Everyone needs someone they can close out the rest of the world with. Friends who understand their needs, who get them at a cellular level. You need someone who accepts you with all of your quirks and flaws, and loves you more because of how human they make you.

I know for a fact that without the WebMistress, Viking, BroadwayBaby, Gaysian, GraveRobber and Navajo, I’d be lost.  We all need someone who says:

“I know you’re fucked up, and that’s why I love you.”

We also need to be able to accept ourselves in spite of our own fuckedupedness. It’s a word. I know because I just typed it, and everything on the internet is true.
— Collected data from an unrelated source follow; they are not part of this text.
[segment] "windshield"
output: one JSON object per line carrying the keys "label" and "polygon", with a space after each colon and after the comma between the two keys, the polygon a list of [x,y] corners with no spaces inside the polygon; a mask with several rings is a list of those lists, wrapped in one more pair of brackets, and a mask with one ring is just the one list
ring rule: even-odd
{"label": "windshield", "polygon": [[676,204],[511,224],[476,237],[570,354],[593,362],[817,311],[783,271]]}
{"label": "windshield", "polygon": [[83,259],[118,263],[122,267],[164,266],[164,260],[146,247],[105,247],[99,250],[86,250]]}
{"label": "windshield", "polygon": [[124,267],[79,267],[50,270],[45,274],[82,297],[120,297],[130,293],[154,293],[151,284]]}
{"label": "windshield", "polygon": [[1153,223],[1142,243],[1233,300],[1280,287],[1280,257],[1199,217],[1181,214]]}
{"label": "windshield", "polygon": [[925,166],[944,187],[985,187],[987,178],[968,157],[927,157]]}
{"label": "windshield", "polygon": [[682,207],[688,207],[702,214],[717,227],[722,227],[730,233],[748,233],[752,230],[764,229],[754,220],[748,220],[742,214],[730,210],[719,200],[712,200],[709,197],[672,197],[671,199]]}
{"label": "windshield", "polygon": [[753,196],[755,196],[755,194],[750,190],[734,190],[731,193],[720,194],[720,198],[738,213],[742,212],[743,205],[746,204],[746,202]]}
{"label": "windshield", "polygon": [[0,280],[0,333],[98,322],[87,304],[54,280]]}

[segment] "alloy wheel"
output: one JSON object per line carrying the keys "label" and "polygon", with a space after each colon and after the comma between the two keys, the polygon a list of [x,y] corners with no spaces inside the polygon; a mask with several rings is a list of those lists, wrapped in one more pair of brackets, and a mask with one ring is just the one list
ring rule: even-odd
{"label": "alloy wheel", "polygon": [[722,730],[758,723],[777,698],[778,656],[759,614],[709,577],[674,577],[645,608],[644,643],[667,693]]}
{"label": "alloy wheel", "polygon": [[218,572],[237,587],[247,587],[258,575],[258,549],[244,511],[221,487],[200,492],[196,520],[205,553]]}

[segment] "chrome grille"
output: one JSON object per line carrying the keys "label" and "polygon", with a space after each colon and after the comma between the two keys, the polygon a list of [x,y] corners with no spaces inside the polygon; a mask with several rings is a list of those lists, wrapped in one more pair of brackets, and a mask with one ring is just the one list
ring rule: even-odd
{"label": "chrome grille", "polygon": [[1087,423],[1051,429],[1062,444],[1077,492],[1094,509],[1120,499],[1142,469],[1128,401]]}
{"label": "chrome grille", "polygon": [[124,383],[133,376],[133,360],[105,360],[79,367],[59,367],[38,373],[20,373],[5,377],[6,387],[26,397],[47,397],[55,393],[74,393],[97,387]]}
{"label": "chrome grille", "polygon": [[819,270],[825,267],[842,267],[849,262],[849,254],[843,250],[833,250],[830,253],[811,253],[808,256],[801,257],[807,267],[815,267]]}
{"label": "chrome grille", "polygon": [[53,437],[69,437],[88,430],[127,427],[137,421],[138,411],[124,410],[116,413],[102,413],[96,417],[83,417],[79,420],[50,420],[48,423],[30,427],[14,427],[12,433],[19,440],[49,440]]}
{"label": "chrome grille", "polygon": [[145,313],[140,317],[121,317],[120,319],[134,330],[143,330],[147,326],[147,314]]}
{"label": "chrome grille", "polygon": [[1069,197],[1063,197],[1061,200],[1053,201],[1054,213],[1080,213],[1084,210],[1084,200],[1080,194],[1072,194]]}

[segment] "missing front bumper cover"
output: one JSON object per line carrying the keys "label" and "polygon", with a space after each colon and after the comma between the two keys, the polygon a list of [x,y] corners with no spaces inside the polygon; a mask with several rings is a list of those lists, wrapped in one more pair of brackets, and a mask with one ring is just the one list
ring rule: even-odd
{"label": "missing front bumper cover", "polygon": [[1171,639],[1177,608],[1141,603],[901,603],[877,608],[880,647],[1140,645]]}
What’s also true is how awesome and healthy this GLUTEN FREE AND PALEO this breakfast/dessert is. Ok, so I dusted it with powdered sugar, and that’s about as Paleo as a cupcake, but it could be honey or maple syrup or apple juice reduced on the stove. Honestly, I used powdered sugar because my peanut likes her pear crisp damn near black, and I made this batch for her, because that girl and her decorative clementines wanted breakfast. This is also a killer dessert, too.

Paleo Pear Crisp.

I’m actually giving you the recipe before the picture, because it’s a process, not a recipe. Get a SOFT pear like a D’anjou because you don’t want to have to fry the f out of it. Grind your FAVORITE SALTED, roasted nut in food pro with cinnamon, nutmeg, a touch of coconut sugar (yes, it’s a thing..you can also make your own maple sugar) and a bit of allspice, until it resembles coarse flour. Cut the pear in slices, core the seeds, melt some coconut butter in a skillet on medium, dip each slice in egg white and then coat in nut flour mixture, fry on each side until golden brown. Consume.

paleo pear crispput THAT in your cave and eat it.